What others are saying about contraception:
~ "Why the IUD Could Be Your Perfect Birth Control Method," Vanessa Marin, "Life Hacker After Hours."
"Feminists Fought Back Against Anti-Abortion Extremists in Alabama Last Week," Ms. Magazine 's "Feminist Wire": Operation Save America last week "organized its annual national event of increased harassment and protesting outside targeted clinics in Alabama," according to Ms. Magazine's "Feminist Wire," but "[t]he Feminist Majority Foundation's Clinic Defense Team spent several weeks on the ground ... providing assistance to clinics throughout the state," with support from students, "feminists and activists." According to "Feminist Wire," OSA routinely "use[s] the summer to travel around the nation and protest abortion," but this year marks the first time "OSA invited an advocate of 'justifiable homicide' to be a featured speaker." The speaker, Matthew Trewhella, is "the leader of Missionaries to the Preborn" and a "signatory of the Defensive Action petition in support of the use of lethal force to stop abortion," "Feminist Wire" reports.
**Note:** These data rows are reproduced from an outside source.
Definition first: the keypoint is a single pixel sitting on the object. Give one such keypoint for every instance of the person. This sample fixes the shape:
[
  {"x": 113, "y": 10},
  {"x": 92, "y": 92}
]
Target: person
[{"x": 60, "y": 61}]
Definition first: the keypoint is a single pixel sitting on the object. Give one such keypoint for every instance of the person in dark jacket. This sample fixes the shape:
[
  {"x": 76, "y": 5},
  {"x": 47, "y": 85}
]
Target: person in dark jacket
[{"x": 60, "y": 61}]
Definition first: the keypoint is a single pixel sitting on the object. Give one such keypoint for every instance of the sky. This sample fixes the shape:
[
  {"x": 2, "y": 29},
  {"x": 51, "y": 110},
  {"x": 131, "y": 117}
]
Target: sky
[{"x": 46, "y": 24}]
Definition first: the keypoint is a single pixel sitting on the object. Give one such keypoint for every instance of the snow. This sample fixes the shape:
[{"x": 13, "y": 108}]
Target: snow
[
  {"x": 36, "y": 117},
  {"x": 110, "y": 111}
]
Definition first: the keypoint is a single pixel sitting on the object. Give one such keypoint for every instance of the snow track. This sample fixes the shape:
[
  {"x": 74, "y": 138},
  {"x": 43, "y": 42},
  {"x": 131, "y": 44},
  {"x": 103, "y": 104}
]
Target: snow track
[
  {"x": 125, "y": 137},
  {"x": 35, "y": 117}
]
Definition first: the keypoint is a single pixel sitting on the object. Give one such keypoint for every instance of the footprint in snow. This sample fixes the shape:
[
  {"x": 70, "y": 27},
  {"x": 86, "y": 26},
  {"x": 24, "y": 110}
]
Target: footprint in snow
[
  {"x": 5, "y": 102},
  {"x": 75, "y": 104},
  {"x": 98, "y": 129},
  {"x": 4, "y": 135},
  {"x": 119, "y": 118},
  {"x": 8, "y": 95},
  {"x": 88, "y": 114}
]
OSA's protesters also included John Brockhoeft, another "advocate of justifiable homicide" and a "convicted felon who served time for arson attacks on clinics in Ohio" and for "conspiring to bomb a clinic in Pensacola, FL." However, duVergne Gaines, director of FMF's Clinic Defense Team, noted that despite threats, "'all of the abortion clinics in Alabama ... remained open and all patients were seen,'" "Feminist Wire" reports. According to "Feminist Wire," OSA's protest put the state on "high alert," which "is often necessary during extremist protests" because research has found that certain aggressive tactics by abortion-rights opponents "often preceded serious crimes such as violence, arson, bombings, stalking of clinic staff, patients, and doctors, and murder" ("Feminist Wire," Ms. Magazine, 7/20).
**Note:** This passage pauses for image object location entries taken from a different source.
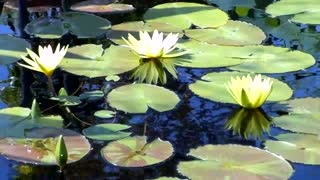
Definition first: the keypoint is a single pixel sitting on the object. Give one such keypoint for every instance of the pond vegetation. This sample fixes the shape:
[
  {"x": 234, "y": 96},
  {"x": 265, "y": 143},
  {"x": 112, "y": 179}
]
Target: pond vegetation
[{"x": 170, "y": 90}]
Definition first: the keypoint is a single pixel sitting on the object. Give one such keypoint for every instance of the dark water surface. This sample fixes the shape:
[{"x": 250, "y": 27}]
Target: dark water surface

What others are saying about the antiabortion-rights movement:
~ "5 Arguments Against Abortion Every Feminist Has Heard -- And How To Respond to Each One," Madhuri Sathish, Bustle.
"The 4 Best States For Reproductive Rights Are Where We Should All Move, Stat," Lauren Holter, Bustle: "Despite the anti-abortion agenda sweeping much of the nation, four states" -- California, Maryland, Oregon and Vermont --"are keeping abortion clinics open and funded, making birth control more easily attainable, and protecting the rights of female minors," Holter writes. Specifically, she notes that Oregon, where 78% of women live in a county where there is an abortion provider, "doesn't have any restrictive abortion laws on the books," has "public funding for abortions," and recently passed legislation (HB 2879) allowing women "to buy birth control over the counter without a doctor's prescription." According to Holter, California, where 99% of women live in a county where there is an abortion provider, has passed similar legislation and only restricts abortion "at the time of fetal viability." Holter adds that 65% of women in Vermont live in a county where there is an abortion provider, and the state has no restrictions on abortion and "publicly funds medically necessary abortions." Meanwhile, 81% of women in Maryland live in a county where there is an abortion provider, Holter writes, adding that although the state "requires that parents of a minor seeking an abortion be notified beforehand," it "protect[s] women's reproductive rights" by "requir[ing] health insurers to cover infertility treatments for women" and restricting abortion only at the point of fetal viability (Holter, Bustle, 7/20).